Returning to her Marrickville studio in Sydney’s inner west, Ms McMullin began scaling up her digital offering to leverage her existing online customer base.
“I use an e-commerce platform, Neto, which provides an all-in-one solution from everything to inventory, orders and shipping,” she said.
“Having an all-in-one solution like Neto is really helpful as we manage online and offline orders, customers, stock levels and logistics.”
The survey shows that 60 per cent of businesses adopted digital-led strategies to rebuild sales, including making use of discounting for return or new customers, with 27 per cent of businesses reporting increased price sensitivity from customers, while a quarter of all businesses ramped up their digital marketing spend.
Another motivating factor was the need to provide a COVID-safe environment for customers: 51 per cent adopted contactless payment options, while mobile wallets surged in popularity for both retailers and customers, especially in organisations with more than 20 employees, where its usage rose by 23 per cent.

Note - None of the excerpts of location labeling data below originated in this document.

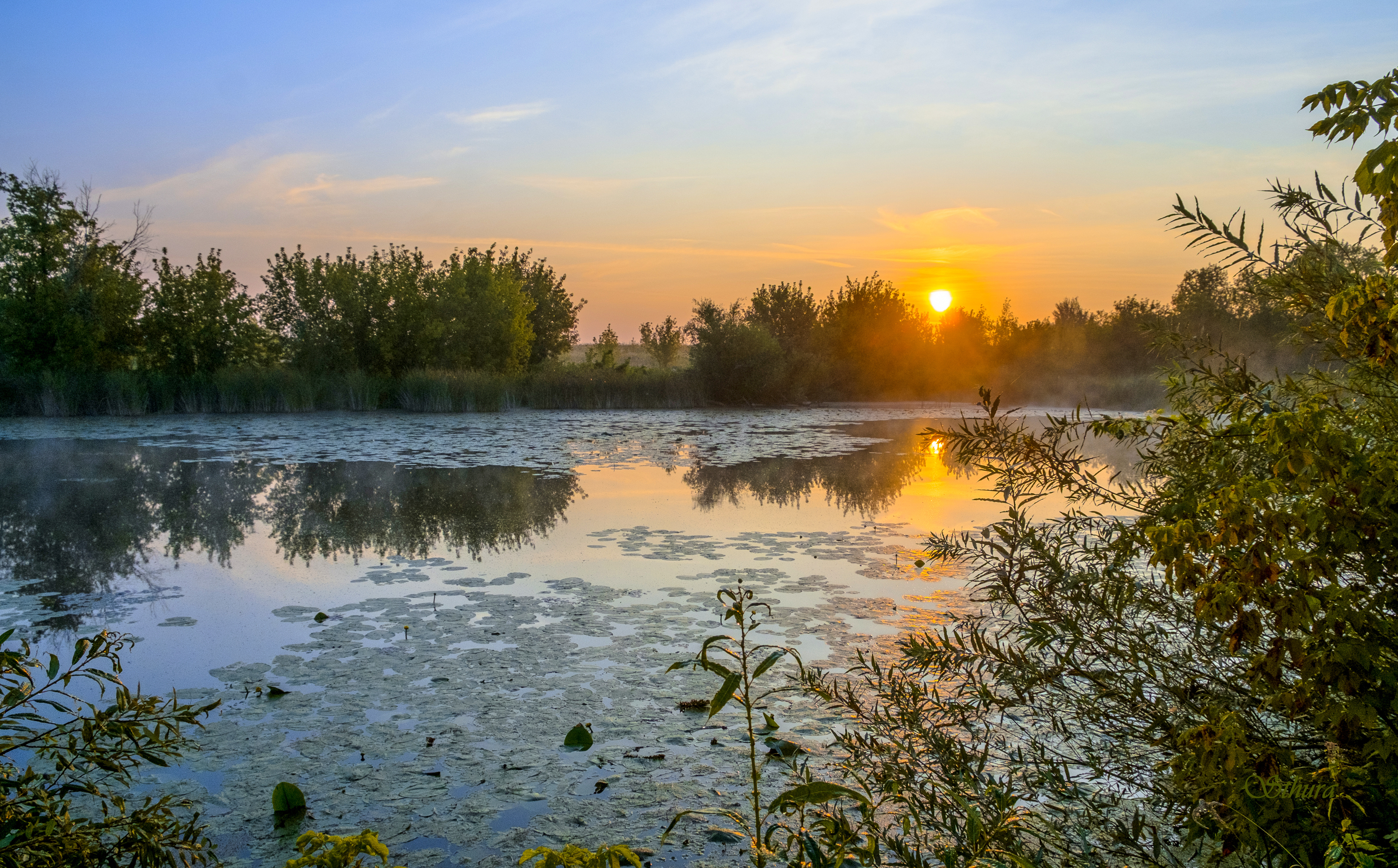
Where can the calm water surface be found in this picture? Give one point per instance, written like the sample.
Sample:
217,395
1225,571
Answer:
550,567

Sensing price sensitivity, Ms McMullin scaled up her payment options and signed up for buy now pay later platform Afterpay for the first time, finding it helped drive business.
“I’ve also started to offer buy now pay later as an alternative payment method,” she said.
“It’s frequently used especially for those products that are a little bit more expensive.
“Alternative payment methods and options have turned out to be a great way to generate sales, as customers seek different forms of payment. It’s important to provide these alternatives in order to not cut out any customer segments.”
Ms McMullin said that although the COVID-19 pandemic is subsiding, she would continue innovating along digital lines.
“What I’ve ultimately learnt during 2020 is that you can pivot and change things really quickly, especially with an online business,” she said.